Question

PROJECTILE MOTION

A bartender slides a beer mug at 1.50 m/s towards a customer at the end of a frictionless bar that is 1.20 m tall. The customer makes a grab for the mug and misses, and the mug sails off the end of the bar.

a) How far away from the end of the bar does the mug hit the floor?

b) What are the speed and direction of the mug at impact?

Answer 1

I've answered Part A, and I got 0.75 m.

Answer 2

I'll show the work in a minute or two.

Answer 3

the velocity has two components:
1) the horizontal component whose magnitude is 1.50 m/s
2) the vertical component whose magnitude is:
\[\sqrt {2gh} = \sqrt {2 \cdot 9.81 \cdot 1.2} = ...?\]

Answer 4

I first found \(t\).
\[\Delta y=V_0y t+ \frac{1}{2}at^2\]\[-1.2= -4.9t^2\]\(t=0.5s\)
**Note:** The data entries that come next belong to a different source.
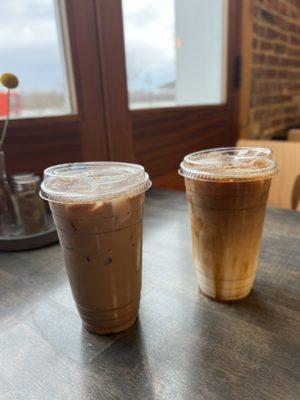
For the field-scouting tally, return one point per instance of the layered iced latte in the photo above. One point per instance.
(227, 191)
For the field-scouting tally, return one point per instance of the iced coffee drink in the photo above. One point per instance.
(227, 190)
(98, 211)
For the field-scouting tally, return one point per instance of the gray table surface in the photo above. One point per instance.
(183, 345)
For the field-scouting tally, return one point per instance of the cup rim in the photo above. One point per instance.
(239, 164)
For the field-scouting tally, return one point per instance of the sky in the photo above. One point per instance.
(29, 43)
(149, 27)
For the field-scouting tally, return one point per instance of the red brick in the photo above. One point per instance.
(275, 71)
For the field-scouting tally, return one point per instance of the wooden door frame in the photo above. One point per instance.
(110, 25)
(35, 143)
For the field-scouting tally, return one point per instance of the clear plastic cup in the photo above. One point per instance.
(227, 189)
(97, 208)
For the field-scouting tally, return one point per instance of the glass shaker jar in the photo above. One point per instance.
(31, 206)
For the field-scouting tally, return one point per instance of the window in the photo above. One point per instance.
(175, 52)
(33, 46)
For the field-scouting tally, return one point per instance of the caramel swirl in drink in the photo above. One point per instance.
(98, 211)
(227, 189)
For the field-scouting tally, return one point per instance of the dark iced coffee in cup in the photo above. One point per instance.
(227, 189)
(98, 211)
Then I found for \(\Delta x\)/.
\[\Delta x=V_0xt\]\[\Delta x=(1.50)(0.5)\]\[\Delta x=0.75m\]

Answer 5

Wait, so should I find the y component first using the formula you showed or that's for the velocity?

Answer 6

since your mug, at impact, gains a vertical speed

Answer 7

And I got 5.077 m/s.

Answer 8

or 5.08 m/s

Answer 9

I got a different result:
\[\sqrt {2gh} = \sqrt {2 \cdot 9.81 \cdot 1.2} = 4.85\]

Answer 10

do you agree?

Answer 11

No, because that's just the y component, and what I did it I found the y component (4.85) and the x component (1.5), then I used \(v=\sqrt {(4.85)^2+(1.5)^2}\).

Answer 12

ok! your answer is correct, I meant the vertical speed is 4.85

Answer 13

Ohh I was thinking ahead. Then to find the direction, should l just use tan^-1 V_fy/V_fx?

Answer 14

which gives me 72.81 degrees.

Answer 15

correct!
for direction we can write this:
\[4.85 = 1.5 \cdot \tan \theta \]

Answer 16

Hold on, it would be negative, right?

Answer 17

no, since we consider this angle
\(\beta=180-72.81=...\)